Jam menunjukkan hampir pukul 19.00. Namun di Restoran Yang di South Michigan Avenue, Chicago, kursi-kursi untuk pelanggan sebagian besar kosong.

Hanya beberapa anak muda yang menyantap makan malam.

Padahal ini adalah salah satu tempat makan terbaik yang direkomendasikan oleh koran Chicago Tribune.

Yang ramai adalah pelanggan yang memesan makanan untuk dibawa pulang, biasa disebut take away.

''Kami cukup sibuk petang ini, namun untuk yang makan di sini memang tidak sebanyak dulu,'' ungkap Anne, yang bertugas menerima pesanan melalui telepon.

Kosongnya kursi-kursi di restoran bisa menggambarkan lesunya perekonomian Amerika Serikat.

Sejak dihantam krisis keuangan besar pada 2007, AS belum pulih. Ekonomi berangsur-angsur membaik, namun dengan laju pemulihan yang tidak secepat keinginan banyak orang.

Pengamat politik dari Ohio State University, Djayadi Hanan, mengatakan situasi ini dimanfaatkan calon presiden dari Republik, Mitt Romney, yang mengklaim memiliki pengalaman ekonomi dan bisnis yang lebih baik dari Barak Obama, presiden AS saat ini dari kubu Demokrat.

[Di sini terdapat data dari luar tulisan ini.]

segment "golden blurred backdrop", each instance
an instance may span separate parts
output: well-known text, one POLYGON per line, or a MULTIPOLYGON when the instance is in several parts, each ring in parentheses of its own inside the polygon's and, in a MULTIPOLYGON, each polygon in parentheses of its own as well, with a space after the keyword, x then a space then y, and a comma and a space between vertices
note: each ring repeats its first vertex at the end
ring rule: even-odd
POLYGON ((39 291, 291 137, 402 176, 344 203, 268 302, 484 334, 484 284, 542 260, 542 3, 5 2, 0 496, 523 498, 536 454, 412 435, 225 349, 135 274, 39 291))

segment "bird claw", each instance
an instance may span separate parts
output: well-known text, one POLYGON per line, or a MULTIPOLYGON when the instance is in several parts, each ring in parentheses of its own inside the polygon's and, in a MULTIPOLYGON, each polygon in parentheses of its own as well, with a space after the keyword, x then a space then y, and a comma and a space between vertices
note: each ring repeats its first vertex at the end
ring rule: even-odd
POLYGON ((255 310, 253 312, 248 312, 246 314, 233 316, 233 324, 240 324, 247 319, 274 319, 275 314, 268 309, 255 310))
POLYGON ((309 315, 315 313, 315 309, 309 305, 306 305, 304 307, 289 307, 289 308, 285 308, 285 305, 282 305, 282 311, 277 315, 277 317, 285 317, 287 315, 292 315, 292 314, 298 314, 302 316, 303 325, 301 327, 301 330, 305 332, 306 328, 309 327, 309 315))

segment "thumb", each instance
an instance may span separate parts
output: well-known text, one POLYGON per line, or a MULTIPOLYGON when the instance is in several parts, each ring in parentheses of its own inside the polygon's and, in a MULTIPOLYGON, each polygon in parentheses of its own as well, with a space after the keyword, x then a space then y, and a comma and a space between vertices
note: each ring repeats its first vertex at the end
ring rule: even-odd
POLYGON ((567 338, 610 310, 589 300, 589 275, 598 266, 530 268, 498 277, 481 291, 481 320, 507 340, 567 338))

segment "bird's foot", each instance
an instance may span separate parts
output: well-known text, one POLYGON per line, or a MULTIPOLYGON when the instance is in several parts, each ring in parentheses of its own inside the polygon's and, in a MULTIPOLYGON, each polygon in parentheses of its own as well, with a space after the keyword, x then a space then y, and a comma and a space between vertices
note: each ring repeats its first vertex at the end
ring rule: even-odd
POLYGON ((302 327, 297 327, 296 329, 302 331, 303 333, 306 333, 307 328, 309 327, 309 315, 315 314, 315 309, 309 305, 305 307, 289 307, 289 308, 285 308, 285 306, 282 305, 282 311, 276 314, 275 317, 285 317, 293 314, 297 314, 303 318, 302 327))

Sebelum terjun di panggung politik Romney dikenal sebagai pengusaha sukses.

Mencari pilihan lain

''Pada saat yang sama banyak pemilih yang dulu mencoblos Obama kecewa dengan kinerja pemerintah. Para pemilih ini sekarang mencari alternatif,'' kata Hanan.

''Romney berhasil meyakinkan banyak orang bahwa ia lebih baik dari Obama untuk urusan ekonomi. Dan dukungannya makin besar, terutama setelah debat pertama awal Oktober lalu di mana ia tampil meyakinkan,'' imbuh Hanan.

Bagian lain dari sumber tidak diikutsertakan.